The school got a new English teacher that year. Her name was Miss Cornelia Green. She was reported to have been an accomplished journalist with the Chicago Tribune. No one could ever explain though, why an accomplished journalist would leave her career in Chicago to teach brats at Omner Valley Jr. High. She was a big boned, manly woman. She dyed her hair blonde. The dark roots of her coarse tangle of shoulder length mane were always showing. She had little cosmetic talent and her make up looked like it amounted to weeks of layers. It was often caked on so thick it cracked, as did her bright red lip stick. She had a black mole right on the tip of her nose which always managed to shine through by noon. Quite frankly, looking back, I honestly wonder if she wasn’t really George C. Scott hiding out in the Witness Protection Program.
Miss Green managed no degree of classroom discipline. This was not for lack of effort. One time she went to smite me on the back of the hand with a ruler. I managed to catch the ruler and we shook it between us for a few moments before she let her end go and retreated to her desk. She would storm from commotion to commotion feigning fury but wasn’t a good enough actress to pull it off. Her storming was amusing to watch though. You could see the frustration building up, then she’d rock way back on her heels as if winding up and would launch her enormous body forward in a thundering charge. More than once the teachers on the floor below had sent up delegations to plead for less commotion from our room. Their, biggest complaint? “It sounded like a herd of cattle stampeding across the floor.” We soon learned that there wasn’t a mean bone in her body and instead of loving her for it we took horrible advantage.

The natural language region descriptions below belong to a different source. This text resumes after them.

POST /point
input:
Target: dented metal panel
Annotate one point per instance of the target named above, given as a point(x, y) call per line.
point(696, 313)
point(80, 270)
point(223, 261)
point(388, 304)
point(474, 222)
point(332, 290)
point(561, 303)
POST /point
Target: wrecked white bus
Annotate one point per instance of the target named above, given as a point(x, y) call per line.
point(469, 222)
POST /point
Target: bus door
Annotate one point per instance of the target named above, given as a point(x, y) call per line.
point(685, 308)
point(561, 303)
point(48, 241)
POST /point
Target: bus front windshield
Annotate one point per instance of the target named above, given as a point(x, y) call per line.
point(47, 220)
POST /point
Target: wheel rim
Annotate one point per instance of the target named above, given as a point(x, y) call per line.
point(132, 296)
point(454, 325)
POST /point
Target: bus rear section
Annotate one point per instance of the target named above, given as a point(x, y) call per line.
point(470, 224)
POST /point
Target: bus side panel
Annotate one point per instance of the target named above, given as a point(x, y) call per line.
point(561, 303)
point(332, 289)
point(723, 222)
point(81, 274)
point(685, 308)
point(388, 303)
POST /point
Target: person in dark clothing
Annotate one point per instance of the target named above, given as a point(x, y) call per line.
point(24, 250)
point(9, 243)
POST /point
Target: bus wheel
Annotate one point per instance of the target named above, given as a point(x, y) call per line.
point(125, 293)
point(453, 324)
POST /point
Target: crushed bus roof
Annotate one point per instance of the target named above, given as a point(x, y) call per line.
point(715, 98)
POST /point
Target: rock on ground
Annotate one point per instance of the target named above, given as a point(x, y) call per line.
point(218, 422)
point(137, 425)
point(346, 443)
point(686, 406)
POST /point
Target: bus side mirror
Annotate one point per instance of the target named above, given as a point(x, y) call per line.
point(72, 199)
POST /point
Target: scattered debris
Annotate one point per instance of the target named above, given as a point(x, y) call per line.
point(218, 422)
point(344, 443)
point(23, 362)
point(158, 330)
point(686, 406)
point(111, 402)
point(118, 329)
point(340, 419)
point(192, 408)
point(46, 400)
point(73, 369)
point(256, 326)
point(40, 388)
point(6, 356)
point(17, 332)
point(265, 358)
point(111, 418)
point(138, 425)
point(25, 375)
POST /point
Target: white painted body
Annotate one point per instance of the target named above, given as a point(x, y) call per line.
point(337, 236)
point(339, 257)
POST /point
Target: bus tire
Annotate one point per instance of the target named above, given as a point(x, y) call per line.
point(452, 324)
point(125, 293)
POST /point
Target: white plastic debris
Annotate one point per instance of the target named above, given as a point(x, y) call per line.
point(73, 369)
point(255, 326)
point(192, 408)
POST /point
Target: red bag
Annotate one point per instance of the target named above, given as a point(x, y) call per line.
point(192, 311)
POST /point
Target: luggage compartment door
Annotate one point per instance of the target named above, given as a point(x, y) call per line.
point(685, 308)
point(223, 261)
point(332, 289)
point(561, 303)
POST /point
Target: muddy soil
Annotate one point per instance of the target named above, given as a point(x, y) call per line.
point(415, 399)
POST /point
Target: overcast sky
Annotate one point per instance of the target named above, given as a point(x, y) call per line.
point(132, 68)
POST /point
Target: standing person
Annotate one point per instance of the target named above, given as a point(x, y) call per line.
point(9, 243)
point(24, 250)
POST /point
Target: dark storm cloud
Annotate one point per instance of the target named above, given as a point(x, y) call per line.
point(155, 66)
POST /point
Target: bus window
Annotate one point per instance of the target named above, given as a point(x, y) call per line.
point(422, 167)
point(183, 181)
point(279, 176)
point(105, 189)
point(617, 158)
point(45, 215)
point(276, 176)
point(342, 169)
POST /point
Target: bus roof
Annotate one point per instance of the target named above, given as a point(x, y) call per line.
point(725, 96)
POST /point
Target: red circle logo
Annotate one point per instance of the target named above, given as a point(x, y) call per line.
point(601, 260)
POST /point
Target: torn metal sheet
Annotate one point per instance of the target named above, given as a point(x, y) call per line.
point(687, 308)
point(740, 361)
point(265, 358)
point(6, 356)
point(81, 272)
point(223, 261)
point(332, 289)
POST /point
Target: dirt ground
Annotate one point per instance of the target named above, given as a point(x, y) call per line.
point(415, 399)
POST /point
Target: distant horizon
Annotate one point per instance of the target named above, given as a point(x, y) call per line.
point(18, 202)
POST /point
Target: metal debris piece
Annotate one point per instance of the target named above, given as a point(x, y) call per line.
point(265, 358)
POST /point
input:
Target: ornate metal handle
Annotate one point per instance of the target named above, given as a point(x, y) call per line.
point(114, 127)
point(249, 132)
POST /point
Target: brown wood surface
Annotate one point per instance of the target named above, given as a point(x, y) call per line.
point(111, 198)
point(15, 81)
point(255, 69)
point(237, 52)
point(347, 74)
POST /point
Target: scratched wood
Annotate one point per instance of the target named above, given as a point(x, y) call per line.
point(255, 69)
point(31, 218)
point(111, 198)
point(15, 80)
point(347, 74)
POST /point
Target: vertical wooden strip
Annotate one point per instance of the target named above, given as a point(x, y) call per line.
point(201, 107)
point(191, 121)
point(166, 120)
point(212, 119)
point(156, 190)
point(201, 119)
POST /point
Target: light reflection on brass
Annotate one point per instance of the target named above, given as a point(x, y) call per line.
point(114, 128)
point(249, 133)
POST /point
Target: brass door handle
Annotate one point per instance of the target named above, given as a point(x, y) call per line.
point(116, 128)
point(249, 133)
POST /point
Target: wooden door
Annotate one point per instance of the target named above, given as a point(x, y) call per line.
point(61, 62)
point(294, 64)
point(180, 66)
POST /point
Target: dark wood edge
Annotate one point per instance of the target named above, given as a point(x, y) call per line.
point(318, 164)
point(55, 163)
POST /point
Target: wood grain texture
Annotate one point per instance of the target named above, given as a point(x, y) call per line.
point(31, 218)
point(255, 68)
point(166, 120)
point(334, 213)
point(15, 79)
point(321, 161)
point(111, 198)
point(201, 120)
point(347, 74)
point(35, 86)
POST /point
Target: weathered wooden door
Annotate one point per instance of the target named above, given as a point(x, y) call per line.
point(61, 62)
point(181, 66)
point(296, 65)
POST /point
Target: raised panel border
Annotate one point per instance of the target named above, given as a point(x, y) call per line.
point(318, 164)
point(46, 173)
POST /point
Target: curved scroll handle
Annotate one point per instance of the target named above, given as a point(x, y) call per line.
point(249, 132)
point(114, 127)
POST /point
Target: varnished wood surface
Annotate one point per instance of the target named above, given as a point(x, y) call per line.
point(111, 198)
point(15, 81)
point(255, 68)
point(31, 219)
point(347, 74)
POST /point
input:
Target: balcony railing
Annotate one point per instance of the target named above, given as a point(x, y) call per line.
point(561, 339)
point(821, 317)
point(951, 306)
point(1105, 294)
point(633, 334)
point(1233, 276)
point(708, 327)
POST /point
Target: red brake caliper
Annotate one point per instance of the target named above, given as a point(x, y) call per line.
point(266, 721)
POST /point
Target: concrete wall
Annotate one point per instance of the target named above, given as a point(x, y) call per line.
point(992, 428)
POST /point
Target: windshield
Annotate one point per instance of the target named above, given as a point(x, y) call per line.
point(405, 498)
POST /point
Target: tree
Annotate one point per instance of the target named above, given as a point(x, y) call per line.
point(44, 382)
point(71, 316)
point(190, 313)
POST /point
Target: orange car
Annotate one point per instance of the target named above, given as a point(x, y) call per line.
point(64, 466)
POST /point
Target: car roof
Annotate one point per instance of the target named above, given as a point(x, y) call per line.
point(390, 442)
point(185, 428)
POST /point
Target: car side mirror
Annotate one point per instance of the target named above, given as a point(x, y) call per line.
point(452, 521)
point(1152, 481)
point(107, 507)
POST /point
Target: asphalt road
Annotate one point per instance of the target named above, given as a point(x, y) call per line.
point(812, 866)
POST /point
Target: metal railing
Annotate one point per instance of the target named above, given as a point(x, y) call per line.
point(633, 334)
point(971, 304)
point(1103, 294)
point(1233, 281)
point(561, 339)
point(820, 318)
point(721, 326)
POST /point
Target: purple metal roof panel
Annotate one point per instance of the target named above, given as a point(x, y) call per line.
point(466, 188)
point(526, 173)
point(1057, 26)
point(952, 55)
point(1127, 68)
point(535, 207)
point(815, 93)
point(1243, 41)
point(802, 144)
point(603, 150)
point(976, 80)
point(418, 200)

Finally, about half way through the year, she gave up on trying to teach us anything and resorted to reading stories and books to us. She hoped at least to pique our interest in literature. Mostly, she selected wonderful stuff and I for one, sat in wrapt attention as Sherlock Holmes or Robinson Crusoe or Jean Valjean’s adventures paraded across the stage of my imagination.
Ronnie Hulet, on the other hand, had a very hard time sitting still in any situation. To do nothing but listen to Cornelia Green read for an hour was torture for him. He’d have gladly taken P.E. seven periods a day, where he’d surely have received straight A’s. Sometimes he’d cope by drifting off to sleep. Along about the end of April though, when the weather was warming up nicely, the compulsion to be outside running overtook Ronnie. Right in the middle of Red Badge of Courage, he stood up and screamed, “I’ve had it, I can’t take this anymore!” Whereupon, he dashed across the room and dived out the second story window!
Miss Green staggered, her eyes rolled back and down she went. It was not a pretty sight. For one thing women and girls wore dresses to school in those days. When she came to, it was Ronnie who was fanning her face with a file folder. She thought she’d halucinated the whole thing. And I realized that this was the premier athletic accomplishment I’d ever witnessed.
Ronnie Hulet moved away the next Summer and I never heard of him again. Cornelia Green never returned to Himni after that year either. They say she went back to Chicago and journalism. I keep hoping someday she’ll write her version of the story. I’d like to close my eyes and listen to her read it.